[Biopython-dev] Parsing features fuzzie in Genbank annotation att Brad.

Mon Sep 24 16:43:08 EDT 2001

Since this is being reviewed ....

Brad, please make a note of this everyone should understand this is there.

In genbank records the following join format will pop up:

    "join(10000,10200..10450)"

The numbers used here represent a one base join with a second exon. Can this
happen in biology, I am still working that out, or what does this annotation
represent of the biology, if this is not a real one base join, I am working
that out too.

However, please note that is a possible annotation in any case. programs
that use feature information should know how to handle this.

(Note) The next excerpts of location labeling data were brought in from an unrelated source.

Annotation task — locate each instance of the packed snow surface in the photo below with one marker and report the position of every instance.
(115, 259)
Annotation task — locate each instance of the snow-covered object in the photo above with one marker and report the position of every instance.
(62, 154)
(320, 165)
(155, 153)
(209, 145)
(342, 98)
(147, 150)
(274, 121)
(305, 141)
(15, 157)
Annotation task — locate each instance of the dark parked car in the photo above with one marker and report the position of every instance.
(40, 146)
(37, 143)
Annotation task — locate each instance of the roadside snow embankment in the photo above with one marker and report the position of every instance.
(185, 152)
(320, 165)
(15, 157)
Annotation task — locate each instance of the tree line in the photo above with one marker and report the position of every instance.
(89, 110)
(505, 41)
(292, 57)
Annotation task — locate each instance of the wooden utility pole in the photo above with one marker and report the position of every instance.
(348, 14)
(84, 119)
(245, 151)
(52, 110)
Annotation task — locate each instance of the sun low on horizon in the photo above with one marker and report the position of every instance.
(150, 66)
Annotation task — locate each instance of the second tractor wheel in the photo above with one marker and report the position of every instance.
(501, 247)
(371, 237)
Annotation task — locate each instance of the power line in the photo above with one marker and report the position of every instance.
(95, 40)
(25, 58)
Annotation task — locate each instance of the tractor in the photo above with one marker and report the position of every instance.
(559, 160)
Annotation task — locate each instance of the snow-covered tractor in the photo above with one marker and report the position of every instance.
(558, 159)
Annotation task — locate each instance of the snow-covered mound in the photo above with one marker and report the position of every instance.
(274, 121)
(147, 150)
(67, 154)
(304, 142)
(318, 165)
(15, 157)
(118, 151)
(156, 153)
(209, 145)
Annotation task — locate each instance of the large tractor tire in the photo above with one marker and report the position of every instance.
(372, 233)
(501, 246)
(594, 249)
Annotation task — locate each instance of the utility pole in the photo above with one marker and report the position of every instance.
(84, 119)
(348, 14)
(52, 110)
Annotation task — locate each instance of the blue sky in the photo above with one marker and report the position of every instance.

This cropped up whiles I was parsing the Refseq S_cerevisiae data. Go to
NCBI and download Chromosome 9, and you will see what I am talking about.

I will post what I find out, but if anyone else wants to look into some
insight on this, please post.

Peter

P.S. pretty umbeleavable is it not?

In response to the following comment --------------------------

3.
Andrew:
> Related to that, what's the type used when there are subfeatures?

Previously, if we had a sequence feature like:
CDS             join(104..160,320..390,504..579)

I would code this as a top level SeqFeature with type "CDS" and
location (104..579), and have sub_features of this top level feature
with type "CDS_join." This is stolen from bioperl, but is not that
great in retrospect, since I'm hacking the type and all of that.

I'd like to propose adding a location_operator attribute to
SeqFeature (already done in CVS) and have the top level SeqFeature
be type "CDS" with location_operator "join", and all sub_features
also be of the same type and location_operator. This will only
affect people who relied on the previous (fairly ugly)
type/location_operator concatenation mechanism.